# Confirming live band set up (In ears backing tracks set up)



## JP Universe (Jan 4, 2018)

Hi guys


I play in a 5 piece band and we're looking to take the next step in our live sound by adding backing tracks/In ears and streamlining our current live set up. I'm just confirming the below is ok as I haven't had any hands on experience building these types of things and after researching the entire net for advice I figured this is what we're going to do. Just seeing if there's anything I have missed or anything we can streamline and obviously ensuring my setup in theory works.

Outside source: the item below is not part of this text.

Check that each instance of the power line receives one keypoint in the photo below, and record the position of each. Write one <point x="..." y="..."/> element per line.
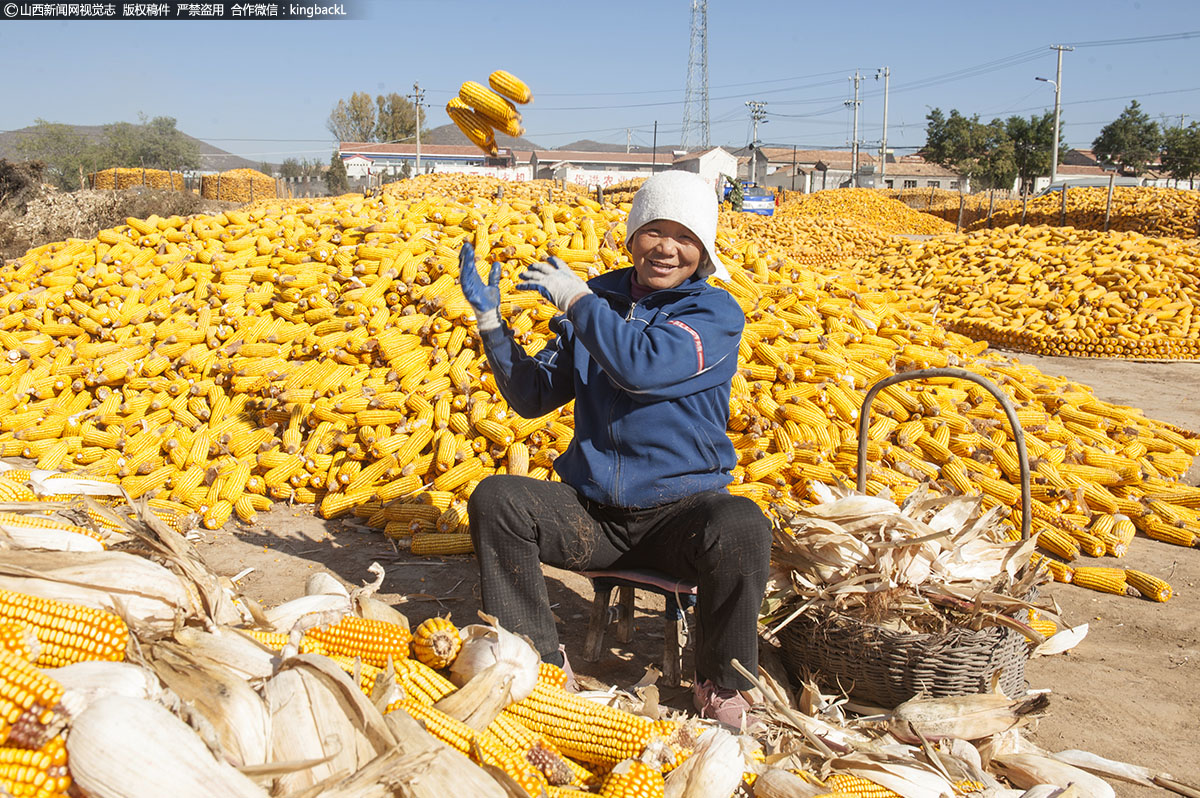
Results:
<point x="1138" y="40"/>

A recommendation for a 1RU rack interface for this setup or an 8 channel splitter will be helpful too.

Current gear -

2x Axefx 2
2 2x12 cabs
Axefx Ultra
3RU bass rack amp
2x MacBook pro
Condenser mic

My thought process was to build 2 8RU racks

(Axefx Ultra is the other guitarist, figure he can sell that to the bassist and the bassist sells his bass rack head)

1.
Behringer x32 rack
8 channel splitter
5x wireless IEM's (Drummer insists he wants wireless)
*Need to get a 1 RU rack interface (Recommendations?)

2.

Axefx2
Axefx2
Axefx Ultra
My Line 6 G90

*For software – Our recording studio we use and the guy that does our backing tracks currently use pro tools so we’re thinking of using that despite the cost/Learning curve (I’m using studio one at home currently)


SETUP

Backing tracks panned with backing track going to FOH and the click going to X32
2 Guitars and bass from Axefx’s and 2 vocal mics into 8 channel splitter
1 side of the splitter 8XLR Cable to the venue’s stagebox to FOH
Other side goes to the X32
Condenser mic into the X32 (So we can communicate on stage and pick up some of the room feel)
Aux outs from X32 to our wireless units to in ears

Thanks guys


----------



## iron blast (Jan 8, 2018)

My band run a similar aproach we use a x18 mixer with two spliters as we use one for the drums and we trigger our drum kit so we can save our in ear mix. Cabs are not necessary for every show especially with in ears imho we dont bring them unless the venue has poor pa support or need front stage fill so we opted to get a lite weight Qsc pld 4.2 amp for those shows when we need it. We run pod hd500x's and a pedalboard rig for bass. Wireless for the drummer makes zero sense imho the drummer is static plus the hardwired in ears get far better signal. We just run a extension cable from the mixers headphone out to a pm1 behringer body pack. We use the behringer p16m mixers for the rest of the bands in ears so we dont use up the mixers outputs. We currently all run hardwired but we eventually will be going to wireless via Mipro Mi909's.


----------